The Illumina Infinium HumanMethylation450k microarray was used to measure the DNA methylation levels of more than 450,000 CpG sites for 330 patient tumors from the Oslo2 cohort as previously described [1, 27]. Each CpG probe returns a value called “beta” which is calculated as the methylated signal divided by the sum of the methylated and the unmethylated signal. The range of beta values is between 0 and 1 and thus represent the percentage of methylation of a given CpG site in the sample. Preprocessing and normalization involved steps of probe filtering, color bias correction, background subtraction, and subset quantile normalization. The DNA methylation data have been previously published [2]. For comparison of Oslo2 CpG DNA methylation levels to normal tissue, data from normal breast tissue from reduction mammoplasty (n = 17) were available [1].

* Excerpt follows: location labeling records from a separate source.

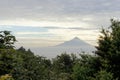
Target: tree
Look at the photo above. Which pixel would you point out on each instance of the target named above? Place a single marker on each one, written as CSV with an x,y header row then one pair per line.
x,y
109,48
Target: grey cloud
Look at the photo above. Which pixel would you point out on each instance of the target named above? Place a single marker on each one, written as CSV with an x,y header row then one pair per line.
x,y
35,9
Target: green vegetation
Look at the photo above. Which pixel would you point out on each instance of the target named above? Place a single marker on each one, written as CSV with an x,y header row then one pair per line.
x,y
22,64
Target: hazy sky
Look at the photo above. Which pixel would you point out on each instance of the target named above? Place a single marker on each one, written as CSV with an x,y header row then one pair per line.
x,y
49,22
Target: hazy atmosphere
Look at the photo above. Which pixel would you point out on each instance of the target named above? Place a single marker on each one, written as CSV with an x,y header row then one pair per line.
x,y
39,23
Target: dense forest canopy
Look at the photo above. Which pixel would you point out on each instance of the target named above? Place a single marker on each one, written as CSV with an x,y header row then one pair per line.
x,y
22,64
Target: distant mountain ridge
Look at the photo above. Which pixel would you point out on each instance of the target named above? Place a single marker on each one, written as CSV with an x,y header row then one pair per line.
x,y
75,42
72,46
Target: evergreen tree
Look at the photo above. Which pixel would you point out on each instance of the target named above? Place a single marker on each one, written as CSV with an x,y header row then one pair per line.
x,y
109,48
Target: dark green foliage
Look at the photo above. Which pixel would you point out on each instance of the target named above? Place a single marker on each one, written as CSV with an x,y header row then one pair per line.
x,y
22,64
109,48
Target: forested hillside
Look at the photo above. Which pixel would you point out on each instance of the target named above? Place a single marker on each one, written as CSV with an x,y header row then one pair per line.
x,y
22,64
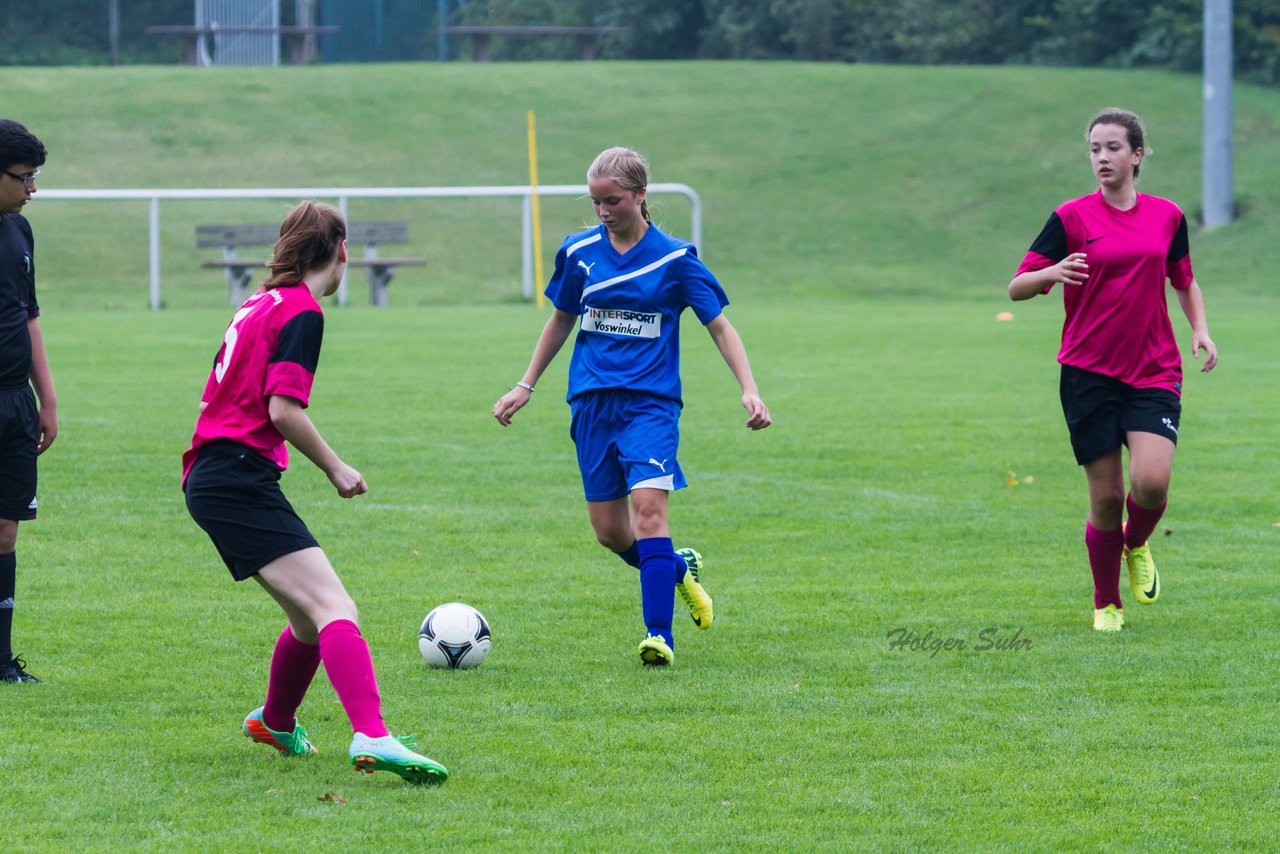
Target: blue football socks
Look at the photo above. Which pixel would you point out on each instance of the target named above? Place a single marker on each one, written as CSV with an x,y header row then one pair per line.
x,y
659,566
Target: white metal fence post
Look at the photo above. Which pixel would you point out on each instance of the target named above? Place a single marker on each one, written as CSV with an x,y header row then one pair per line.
x,y
526,250
154,251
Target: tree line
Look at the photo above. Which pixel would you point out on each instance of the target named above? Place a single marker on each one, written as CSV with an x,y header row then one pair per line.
x,y
1139,33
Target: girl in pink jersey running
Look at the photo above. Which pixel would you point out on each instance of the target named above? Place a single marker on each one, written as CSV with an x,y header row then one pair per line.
x,y
1121,371
254,401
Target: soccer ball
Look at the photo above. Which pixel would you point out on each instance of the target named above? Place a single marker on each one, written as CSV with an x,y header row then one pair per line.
x,y
455,636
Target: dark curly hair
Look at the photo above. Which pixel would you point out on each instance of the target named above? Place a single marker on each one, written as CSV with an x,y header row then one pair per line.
x,y
19,145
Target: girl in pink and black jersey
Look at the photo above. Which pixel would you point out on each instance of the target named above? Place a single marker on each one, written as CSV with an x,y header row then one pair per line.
x,y
1121,373
254,401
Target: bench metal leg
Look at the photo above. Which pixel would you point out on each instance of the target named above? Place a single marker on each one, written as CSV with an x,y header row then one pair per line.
x,y
238,279
379,277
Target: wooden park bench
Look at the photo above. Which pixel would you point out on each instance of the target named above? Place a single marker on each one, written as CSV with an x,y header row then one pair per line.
x,y
241,272
586,37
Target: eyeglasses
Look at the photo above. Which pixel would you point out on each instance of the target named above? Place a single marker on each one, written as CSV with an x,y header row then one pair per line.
x,y
27,179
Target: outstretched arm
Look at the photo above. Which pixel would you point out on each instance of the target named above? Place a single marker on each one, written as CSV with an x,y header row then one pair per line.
x,y
549,342
730,345
1074,269
292,421
1193,306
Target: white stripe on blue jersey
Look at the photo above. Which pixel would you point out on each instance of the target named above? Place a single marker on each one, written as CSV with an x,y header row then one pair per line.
x,y
632,274
630,304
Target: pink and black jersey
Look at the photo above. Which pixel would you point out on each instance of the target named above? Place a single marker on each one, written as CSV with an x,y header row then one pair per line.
x,y
272,347
1118,322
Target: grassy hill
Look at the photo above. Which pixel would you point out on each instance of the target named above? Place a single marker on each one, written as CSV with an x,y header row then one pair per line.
x,y
818,181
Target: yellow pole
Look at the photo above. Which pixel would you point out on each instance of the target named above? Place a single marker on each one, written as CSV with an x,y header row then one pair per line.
x,y
538,222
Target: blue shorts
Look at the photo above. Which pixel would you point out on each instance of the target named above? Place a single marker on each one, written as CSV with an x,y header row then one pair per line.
x,y
626,441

The one-color microarray Human miRNA Microarray Kit (V2) design ID 029297 from Agilent Technologies was used to measure miRNA expression for 425 tumors of the Oslo2 cohort using 100 ng total RNA as input. Scanning was performed on the Agilent Scanner G2565A. Samples were processed using Feature Extraction version 10.7.3.1 (Agilent Technologies). The data were log2-transformed and for each tumor sample, considering only expressed miRNAs, the data were median centered. All non-expressed miRNAs across tumors were set to a common minimum value. The miRNA and mRNA expression data have been previously published [17]. In total, 297 Oslo2 tumor samples had matched methylation and miRNA expression data. Furthermore, of these, 45 samples had protein expression available measured by mass spectrometry and published in Johansson et al. [28].

The TCGA-BRCA cohort [12], from here on named TCGA, has been previously described [12]. For the DNA methylation data (level 3; beta values), probes with more than 50% missing values were removed, and further missing values were imputed using the function pamr.knnimpute (R package pamr) with k = 10. The log2(RPM + 1) miRNA mature strand expression data (level 3) measured by IlluminaHiseq were downloaded from the UCSC Xena browser [29]. In case of NAs, these were replaced with 0. Altogether, 439 TCGA breast cancer samples had matched methylation and miRNA expression data. In addition, DNA methylation level and miRNA expression data were available for 97 and 76 adjacent TCGA normal tissue samples, respectively. TCGA gene expression data in the form of log2(norm_count+ 1) measured by IlluminaHiseq_RNASeqV2 were downloaded from the UCSC Xena browser [29].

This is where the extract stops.